The WHO will initiate an independent review into its handling of the coronavirus pandemic “at the earliest appropriate moment,” it said on Monday, as it urged countries to continue funding the organization.
Speaking at the World Health Assembly, WHO Director General Tedros Adhanom Ghebreyesus called on all nations to “do everything it takes to ensure that the 2020 coronavirus pandemic is never repeated.”
“The world doesn’t need another plan, another system, another mechanism, another committee or another organization,” he said. “It needs to strengthen, implement and finance the systems and organizations it has — including WHO.”
There are now over 4.7 million coroanvirus cases confirmed around the world, according to data compiled by Johns Hoskins University, and more than 315,000 people have died.
Tedros added that the world could no longer afford the “short-term amnesia” that had characterized the global response to health crises in the past, calling for a comprehensive framework to be established to facilitate pandemic preparedness around the globe.
“The world does not lack the tools, the science, or the resources to make it safer from pandemics,” he told the conference. “What is has lacked is the sustained commitment to use the tools, the science and the resources it has. That must change, and it must change today.”
Acknowledging that everyone had lessons to learn from the Covid-19 pandemic, Tedros said the WHO was committed to transparency and would therefore facilitate an independent review of its response to the coronavirus outbreak.

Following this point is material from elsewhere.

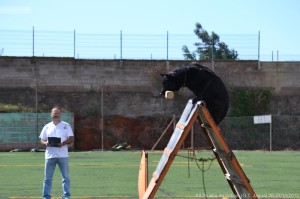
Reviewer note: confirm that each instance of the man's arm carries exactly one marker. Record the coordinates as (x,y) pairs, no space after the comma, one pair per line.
(70,140)
(44,142)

“I will initiate an independent evaluation at the earliest appropriate moment to review experience gained and lessons learned, and to make recommendations to improve national and global pandemic preparedness and response,” he said.

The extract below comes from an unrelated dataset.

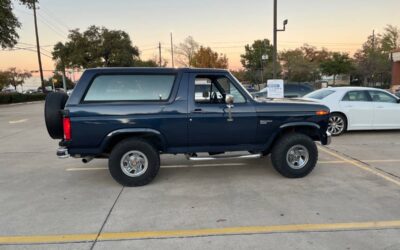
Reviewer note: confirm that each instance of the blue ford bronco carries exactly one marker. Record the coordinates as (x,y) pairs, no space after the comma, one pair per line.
(132,115)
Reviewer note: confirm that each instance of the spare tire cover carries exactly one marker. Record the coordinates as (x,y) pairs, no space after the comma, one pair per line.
(55,102)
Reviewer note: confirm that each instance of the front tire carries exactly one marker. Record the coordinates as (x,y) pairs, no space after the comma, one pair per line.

The Trump administration has been particularly critical of the WHO’s response to the Covid-19 crisis, with the President pulling U.S. funding from the organization in April. However, U.S. President Donald Trump said on Saturday that he was considering restoring some funding to the WHO.

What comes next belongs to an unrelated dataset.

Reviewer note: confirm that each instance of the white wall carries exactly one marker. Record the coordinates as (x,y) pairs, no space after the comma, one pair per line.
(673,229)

Majority of population still susceptible to Covid-19
Tedros also urged policymakers on Monday not to lift lockdown restrictions too rapidly.
“Countries that move too fast, without putting in place the public health architecture to detect and suppress transmission, run a real risk of handicapping their own recovery,” he warned.
“Even in the worst-affected regions, the proportion of the population with the tell-tale antibodies is no more than 20%, and in most places, less than 10%. In other words: the majority of the world’s population remains susceptible to this virus.”
It comes as a number of countries in Asia and Europe continue to lift restrictions, first introduced in an effort to slow the spread of Covid-19.